Cathay Pacific’s 10-Abreast 777 Economy Food

Cathay Pacific’s Tokyo flights don’t feature menus, though their Japanese options are often pretty tasty. This meal didn’t rank too high, though it wasn’t bad. I had the choice between a Western beef option and a Japanese chicken option, and I went for the Japanese chicken. Miss me with the bastardisation of a Japanese omurice, though otherwise the chicken was tender enough.

Cathay Pacific Boeing 777-300 Economy Class Meal

Cathay Pacific’s 10-Abreast 777 Economy Service

After hearing so many accounts of dwindling Cathay Pacific service, I was wondering if service would be especially hectic on Cathay Pacific’s densest aircraft. And this wasn’t an empty flight, either – it’s just that the last few rows of economy happened to be much emptier than the rest of the plane. There are 396 economy seats on this flight – while the plane wasn’t full, there were still well over 300 people on the plane.
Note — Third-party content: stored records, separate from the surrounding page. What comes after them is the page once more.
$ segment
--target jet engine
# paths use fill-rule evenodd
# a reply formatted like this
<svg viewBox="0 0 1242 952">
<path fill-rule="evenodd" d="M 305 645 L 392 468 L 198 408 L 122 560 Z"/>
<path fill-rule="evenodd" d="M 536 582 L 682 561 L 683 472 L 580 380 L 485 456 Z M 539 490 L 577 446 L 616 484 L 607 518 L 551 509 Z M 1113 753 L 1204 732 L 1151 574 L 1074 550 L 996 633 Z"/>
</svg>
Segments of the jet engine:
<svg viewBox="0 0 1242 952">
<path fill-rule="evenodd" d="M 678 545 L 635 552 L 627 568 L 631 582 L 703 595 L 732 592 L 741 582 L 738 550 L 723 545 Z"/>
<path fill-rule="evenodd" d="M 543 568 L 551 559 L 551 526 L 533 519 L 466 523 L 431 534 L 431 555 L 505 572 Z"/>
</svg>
Well, especially by economy class standards, service on this flight was amazing. In regards to my SIM card tray fiasco, I mentioned if the crew could ask ground staff to take apart my seat after landing. Instead of just saying “yes” or even a “no”, the crewmember I asked moped around my seat for a while as I stood there feeling quite ashamed of myself, insisting that she wanted to find it for me. (As you’d expect, the SIM tray had fallen deep into the IFE box by now, so she wasn’t successful.)

Apart from that, the flight attendants were so attentive. I was making thank you cards, as I was flying home to attend the last day of school. While serving my meal, the flight attendant serving my aisle noticed my cards and beamed “aww, that’s so cute!” (and this was after she moped around my seat, so I’m surprised she wasn’t annoyed at this point).
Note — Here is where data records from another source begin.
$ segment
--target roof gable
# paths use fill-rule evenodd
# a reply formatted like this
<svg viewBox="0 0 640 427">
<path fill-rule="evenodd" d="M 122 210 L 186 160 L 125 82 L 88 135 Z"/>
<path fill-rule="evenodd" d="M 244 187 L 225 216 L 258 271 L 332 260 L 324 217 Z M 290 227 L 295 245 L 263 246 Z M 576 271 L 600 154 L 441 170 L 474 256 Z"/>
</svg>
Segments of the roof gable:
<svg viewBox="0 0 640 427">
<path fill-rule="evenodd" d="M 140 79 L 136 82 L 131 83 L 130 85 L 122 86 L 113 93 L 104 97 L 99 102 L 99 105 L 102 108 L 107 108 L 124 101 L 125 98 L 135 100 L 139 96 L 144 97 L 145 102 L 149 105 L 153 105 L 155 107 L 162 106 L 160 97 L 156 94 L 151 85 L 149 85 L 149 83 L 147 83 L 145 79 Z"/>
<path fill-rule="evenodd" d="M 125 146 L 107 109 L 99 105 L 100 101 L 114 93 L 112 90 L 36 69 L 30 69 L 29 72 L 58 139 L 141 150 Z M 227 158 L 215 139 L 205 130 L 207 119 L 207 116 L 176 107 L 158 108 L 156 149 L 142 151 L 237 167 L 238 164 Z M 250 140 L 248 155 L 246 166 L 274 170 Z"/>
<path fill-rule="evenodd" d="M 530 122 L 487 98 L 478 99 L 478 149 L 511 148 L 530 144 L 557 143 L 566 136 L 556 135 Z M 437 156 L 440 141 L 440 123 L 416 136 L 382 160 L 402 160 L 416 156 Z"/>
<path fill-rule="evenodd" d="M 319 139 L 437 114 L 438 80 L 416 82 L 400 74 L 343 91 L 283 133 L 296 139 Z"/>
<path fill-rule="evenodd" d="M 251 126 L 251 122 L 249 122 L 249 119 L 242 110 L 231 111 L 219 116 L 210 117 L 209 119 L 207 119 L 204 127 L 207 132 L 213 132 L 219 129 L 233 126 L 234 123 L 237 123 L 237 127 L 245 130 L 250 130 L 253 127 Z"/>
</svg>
My tray did sit around by my seat around 25-30 minutes after I finished, though I have to factor in that some rather rough chop occurred throughout the meal service. In order to be fair, I have to stress that I wouldn’t have appreciated this had I not had three seats to myself. That being said, disregarding the rough chop that sustained throughout the flight, I have confidence that my particular crew would have no problem serving a cabin where all 396 seats were filled.

You used to hear a lot on Cathay Pacific that “it’s the little things that matter”. Unfortunately genuine and attentive service on Cathay Pacific is more a fluke rather than the norm these days.

Bottom Line: Cathay Pacific’s 10-Abreast Economy Class

On a flight where I had three seats to myself, Cathay Pacific’s 10-abreast economy class provided an excellent experience. But even if all seats were filled, I have to say that the seat is not bad.

Yes, the seat is narrow, and you’ll notice it on a longhaul flight. However, I was surprised that Cathay Pacific got the padding right, considering the seats didn’t look all that comfortable from photos. In addition, I really liked the versatile storage nook (though they better fix those damn screens soon).

If Cathay Pacific is reading this, my compliments to the crew serving economy class on flight CX 505, June 13th, 2019. They were just that good. While I was taking footage on this flight, I reviewed it undercover, and my outbound flight was mediocre at best – so it’s not like I received special treatment or anything. (I did reach out to ask for pre-boarding, though my email was ignored, so I won’t factor that in as potential special treatment.)

One thing’s for sure – due to how much better the seat is, I’d take it over their older regional 777-300 shell seat configuration any day. The seat itself is just that much better that I can forget about the reduced width on a short flight. That being said, I’d still try to go out of my way to fly a non-reconfigured 777 or an A350 on a longhaul flight, as the seat is wider.

Have you flown Cathay Pacific’s new 777 economy class? How was it?